Owens cited similar evidence for taking an unhurried approach as the arguments presented by the Mackinac Center here. His testimony outlined the following concerns:
"We would contend that there is no need to act quickly as has been urged by some who have testified here and in front of the Senate Health Policy Committee as well. Indeed, had you acted quickly and implemented an exchange before July of this year, you would have been blindsided by the Health and Human Services (HHS) proposed exchange regulations issued in July that diminished some of the opportunities for a simpler, less complicated model. In fact, some have argued that under those proposed regulations, and more that could follow, a state would have no more real control over an exchange it set up than over one established by the federal government (HHS).
"As you deliberate here today and during the rest of this year and into next year there are many unanswered questions, not the least of which is whether or not there will even be a Patient Protection and Affordable Care Act in existence:
"While just 24 months remain until exchanges must open for business, HHS has made little discernible progress toward creating federal fallback exchanges.

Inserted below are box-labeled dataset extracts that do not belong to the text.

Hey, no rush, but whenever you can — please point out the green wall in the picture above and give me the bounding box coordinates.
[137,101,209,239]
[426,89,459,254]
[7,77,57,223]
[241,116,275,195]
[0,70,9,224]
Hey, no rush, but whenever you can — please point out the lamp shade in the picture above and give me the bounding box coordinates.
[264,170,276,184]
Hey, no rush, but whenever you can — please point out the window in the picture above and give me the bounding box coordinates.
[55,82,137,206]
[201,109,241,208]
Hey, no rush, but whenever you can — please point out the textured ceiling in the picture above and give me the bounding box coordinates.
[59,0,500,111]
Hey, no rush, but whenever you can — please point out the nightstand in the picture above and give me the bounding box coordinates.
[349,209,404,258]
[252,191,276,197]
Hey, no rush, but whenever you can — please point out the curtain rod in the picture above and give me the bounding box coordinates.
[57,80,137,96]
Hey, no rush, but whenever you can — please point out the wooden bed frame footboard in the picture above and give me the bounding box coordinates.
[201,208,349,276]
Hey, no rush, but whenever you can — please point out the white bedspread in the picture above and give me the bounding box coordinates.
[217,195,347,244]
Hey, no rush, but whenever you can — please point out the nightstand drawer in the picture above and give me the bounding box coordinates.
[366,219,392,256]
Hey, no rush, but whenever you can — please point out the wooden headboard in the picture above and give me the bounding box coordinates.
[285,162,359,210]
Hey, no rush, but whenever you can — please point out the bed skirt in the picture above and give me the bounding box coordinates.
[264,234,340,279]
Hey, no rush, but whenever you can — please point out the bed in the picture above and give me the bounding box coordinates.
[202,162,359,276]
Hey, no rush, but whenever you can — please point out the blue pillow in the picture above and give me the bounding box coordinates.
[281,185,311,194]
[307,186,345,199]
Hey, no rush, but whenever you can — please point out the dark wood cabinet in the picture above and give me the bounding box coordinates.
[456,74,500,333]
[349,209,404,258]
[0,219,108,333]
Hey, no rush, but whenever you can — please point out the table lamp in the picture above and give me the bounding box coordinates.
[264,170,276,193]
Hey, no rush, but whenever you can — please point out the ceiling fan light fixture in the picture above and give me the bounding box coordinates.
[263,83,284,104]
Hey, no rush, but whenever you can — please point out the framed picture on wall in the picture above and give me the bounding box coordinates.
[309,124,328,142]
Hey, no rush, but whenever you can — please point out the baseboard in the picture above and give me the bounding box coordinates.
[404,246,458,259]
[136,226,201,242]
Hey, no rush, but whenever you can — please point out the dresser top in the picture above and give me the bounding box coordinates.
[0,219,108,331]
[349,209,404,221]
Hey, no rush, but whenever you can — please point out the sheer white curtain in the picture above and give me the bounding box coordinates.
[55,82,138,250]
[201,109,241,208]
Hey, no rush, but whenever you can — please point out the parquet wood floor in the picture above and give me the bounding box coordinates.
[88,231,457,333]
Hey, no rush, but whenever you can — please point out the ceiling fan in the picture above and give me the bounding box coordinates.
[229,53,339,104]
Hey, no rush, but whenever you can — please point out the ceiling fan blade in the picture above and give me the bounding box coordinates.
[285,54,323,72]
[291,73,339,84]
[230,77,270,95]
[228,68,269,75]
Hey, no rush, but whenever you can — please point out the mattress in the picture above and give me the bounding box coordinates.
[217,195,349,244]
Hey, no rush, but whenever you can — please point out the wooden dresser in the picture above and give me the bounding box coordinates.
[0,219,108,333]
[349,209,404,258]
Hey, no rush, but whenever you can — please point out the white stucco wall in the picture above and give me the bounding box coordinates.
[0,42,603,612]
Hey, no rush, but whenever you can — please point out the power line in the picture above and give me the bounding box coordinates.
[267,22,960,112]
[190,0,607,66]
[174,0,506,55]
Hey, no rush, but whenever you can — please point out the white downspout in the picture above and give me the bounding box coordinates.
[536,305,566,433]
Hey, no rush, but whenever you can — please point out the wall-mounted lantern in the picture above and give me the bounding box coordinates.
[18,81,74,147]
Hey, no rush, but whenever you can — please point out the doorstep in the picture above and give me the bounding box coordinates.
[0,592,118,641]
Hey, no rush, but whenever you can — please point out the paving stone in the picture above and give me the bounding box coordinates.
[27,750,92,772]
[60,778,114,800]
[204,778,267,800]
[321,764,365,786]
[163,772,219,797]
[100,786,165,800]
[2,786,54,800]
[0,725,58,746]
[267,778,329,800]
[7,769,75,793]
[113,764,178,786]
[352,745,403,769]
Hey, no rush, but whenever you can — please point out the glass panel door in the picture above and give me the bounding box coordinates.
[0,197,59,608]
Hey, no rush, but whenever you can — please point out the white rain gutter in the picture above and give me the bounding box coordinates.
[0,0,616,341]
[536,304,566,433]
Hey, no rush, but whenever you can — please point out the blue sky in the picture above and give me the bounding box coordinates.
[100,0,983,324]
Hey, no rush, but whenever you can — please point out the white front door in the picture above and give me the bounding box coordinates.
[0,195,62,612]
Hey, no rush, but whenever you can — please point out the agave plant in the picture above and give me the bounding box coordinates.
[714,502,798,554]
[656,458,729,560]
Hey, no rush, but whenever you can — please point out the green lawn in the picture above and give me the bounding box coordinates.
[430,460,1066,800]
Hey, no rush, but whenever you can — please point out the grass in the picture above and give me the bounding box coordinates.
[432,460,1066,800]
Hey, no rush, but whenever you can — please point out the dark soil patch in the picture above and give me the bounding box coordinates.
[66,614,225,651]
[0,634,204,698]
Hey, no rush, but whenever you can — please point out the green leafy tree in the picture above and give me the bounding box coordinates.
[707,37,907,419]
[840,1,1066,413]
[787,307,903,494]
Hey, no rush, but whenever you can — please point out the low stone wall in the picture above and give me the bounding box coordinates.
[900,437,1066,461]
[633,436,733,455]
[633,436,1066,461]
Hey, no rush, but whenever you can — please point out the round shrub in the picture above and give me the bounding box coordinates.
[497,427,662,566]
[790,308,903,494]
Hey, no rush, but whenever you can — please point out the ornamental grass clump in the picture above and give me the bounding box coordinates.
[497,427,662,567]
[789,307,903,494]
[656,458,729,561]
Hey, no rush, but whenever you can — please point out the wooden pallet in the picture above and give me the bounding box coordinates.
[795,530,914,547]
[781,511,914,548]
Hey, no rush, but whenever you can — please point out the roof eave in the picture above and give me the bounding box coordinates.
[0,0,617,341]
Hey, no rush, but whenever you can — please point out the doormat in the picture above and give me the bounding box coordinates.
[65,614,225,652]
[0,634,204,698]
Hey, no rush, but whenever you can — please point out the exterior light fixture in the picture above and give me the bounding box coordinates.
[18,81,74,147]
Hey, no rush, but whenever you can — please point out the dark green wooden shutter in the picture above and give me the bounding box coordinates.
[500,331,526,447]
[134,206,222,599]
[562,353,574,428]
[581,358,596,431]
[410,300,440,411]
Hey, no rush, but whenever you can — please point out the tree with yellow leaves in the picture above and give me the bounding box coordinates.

"Due to a recently discovered error in the statute, the new health care law only authorizes premium assistance in state-run exchanges — not federal exchanges.
"The PPACA provides that 'essential health benefits' shall be defined by the Secretary of Health and Human Services. Outside of a list of ten general categories of benefits, the Secretary has not issued any regulations that further define essential health benefits.
"PPACA invests officials with power to exempt specific businesses from certain provisions. The Department of Health and Human Services has granted some, but not all, businesses 'mini-med waivers,' but has never explained the criteria by which waiver requests are granted or refused.
"Much of PPACA was written in general terms; regulators will spend years writing the specifics. Example: a business with 50 or more employees will owe tens or hundreds of thousands of dollars a year in insurance premiums and/or penalties. But whether or not a firm is under, over, or at 50 depends on as-yet-unwritten definitions of part-timers, temps, and seasonal workers."
Owens also urged legislators to include a “sunset” clause that automatically repeals any state exchange law if Obamacare is invalidated or repealed.